Hoy los cines que han sobrevivido son grandes multicines y tenemos plataformas que nos permiten ver casi cualquier película o serie en el momento que queramos. Sin embargo, el miedo a perder el tiempo hace que rara vez compremos una entrada o pulsemos el botón de reproducir sin haber leído antes unas cuantas reseñas o consultado su puntuación. Ocurre igual antes de comprar un libro o de entrar a un restaurante. Necesitamos la validación de desconocidos antes de decidirnos a disfrutar de algo.

Resulta paradójico que nos hayamos tenido que acostumbrar a tolerar las grandes incertidumbres que implica vivir en un mundo tan interconectado e inestable como el actual y que, al mismo tiempo, hagamos todo lo posible por tener bajo control pequeñas acciones cotidianas. Nos cuesta aceptar que una película pueda ser mediocre o que una novela no nos entusiasme. Y todo porque asociamos perder el tiempo con equivocarnos y no con una oportunidad para sorprendernos.

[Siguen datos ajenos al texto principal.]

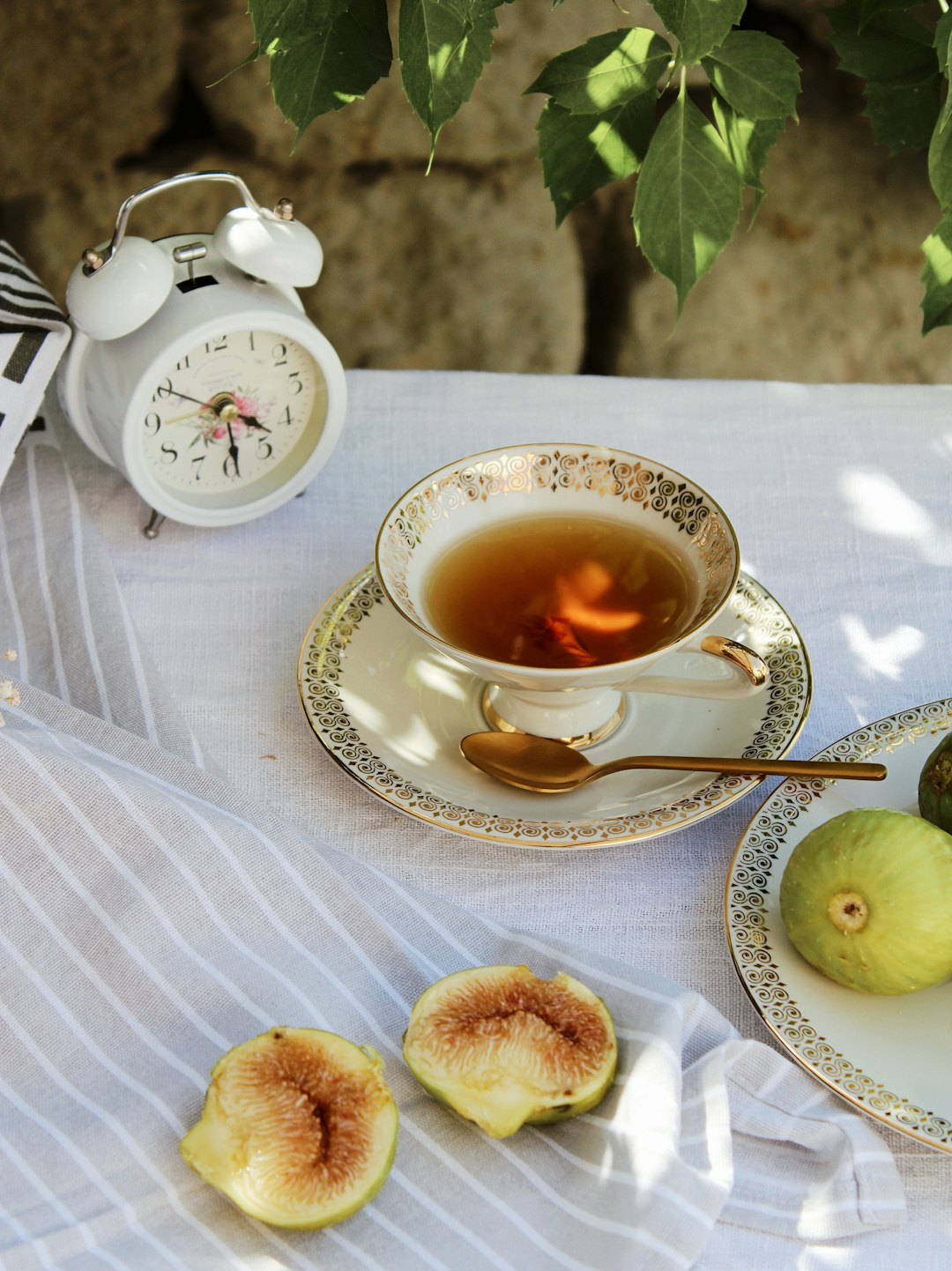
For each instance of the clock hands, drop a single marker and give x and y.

En el cine Aguere vi Entrevista con el vampiro, Las normas de la casa de la sidra y El mismo amor, la misma lluvia. Con la primera me obsesioné y tuve pesadillas. La segunda me aburrió profundamente. La tercera la vi con mi tía. La proyección se interrumpió a la mitad por una avería. Tuvimos que esperar unos minutos a que la solucionaran y, cuando por fin continuó, se había inaugurado, sin que yo lo supiera entonces, mi devoción por Ricardo Darín.

No hay duda de que resulta más práctico ir a tiro hecho y consumir aquello que sabemos que nos va a gustar. Pero ¿cómo formamos nuestros gustos? ¿Solo disfrutamos de aquello que se parece a lo que ya conocemos? Muchas de las cosas que hoy son parte de nosotros no las elegimos; el encuentro se dio por casualidad y, a veces, a fuerza de repetirse.

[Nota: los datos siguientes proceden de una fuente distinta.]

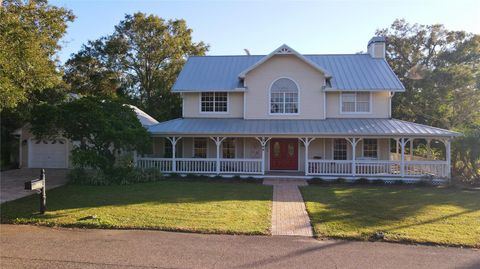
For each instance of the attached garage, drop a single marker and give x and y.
(47, 153)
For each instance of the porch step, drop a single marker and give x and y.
(285, 181)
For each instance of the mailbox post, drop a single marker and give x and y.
(39, 184)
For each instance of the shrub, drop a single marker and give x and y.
(362, 181)
(378, 182)
(316, 180)
(398, 182)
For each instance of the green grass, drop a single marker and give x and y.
(205, 207)
(404, 214)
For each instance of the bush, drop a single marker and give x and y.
(378, 182)
(116, 176)
(316, 181)
(362, 181)
(398, 182)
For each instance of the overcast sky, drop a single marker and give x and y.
(307, 26)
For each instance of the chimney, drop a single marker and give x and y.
(376, 47)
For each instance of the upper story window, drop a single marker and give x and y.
(214, 102)
(355, 102)
(370, 148)
(284, 97)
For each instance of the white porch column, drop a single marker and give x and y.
(218, 142)
(403, 143)
(263, 142)
(448, 157)
(354, 141)
(429, 149)
(174, 140)
(306, 142)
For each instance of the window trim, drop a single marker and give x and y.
(355, 112)
(193, 147)
(213, 112)
(346, 149)
(269, 104)
(234, 147)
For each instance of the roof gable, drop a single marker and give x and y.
(284, 50)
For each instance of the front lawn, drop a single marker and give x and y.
(422, 215)
(207, 207)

Hoy permitimos que el algoritmo influya cada vez más en nuestras decisiones. Analiza nuestras preferencias y nos propone nuevas películas, libros o canciones, pero esa comodidad hace que, casi sin darnos cuenta, nos movamos siempre dentro de la misma zona de confort. Una zona de confort que se basa en nuestro pasado, no en los futuros posibles. ¿Y qué ocurre con todo lo que queda fuera? ¿Con aquello que podría entusiasmarnos pero que nunca aparecerá entre las recomendaciones? ¿Cuántos libros que nos obligaron a leer en el colegio o cuántas canciones que sonaban en casa porque las escuchaban nuestros padres han terminado formando parte de nuestra identidad? ¿Sabemos qué nos gusta si dejamos de conocer lo que no nos gusta?

Cuando desconocemos lo que va a ocurrir, aumentamos la atención y la capacidad de adaptación. Construimos nuevas respuestas. Lo hacemos cuando nos cogemos unos días libres y cambiamos de paisaje. Pero también cuando entramos en una librería sin referencias previas, cuando escogemos un restaurante del que nadie nos ha hablado o cuando dejamos de reservar hasta para desayunar.

Improvisar no solo es una necesidad cuando los planes salen mal. También es una oportunidad para mantener activas nuestras conexiones neuronales y favorecer nuestra capacidad de adaptación. La improvisación obliga al cerebro a salir de los caminos conocidos. Y es en esos pequeños espacios de incertidumbre y exploración donde aparece, de repente, algo que no estábamos buscando.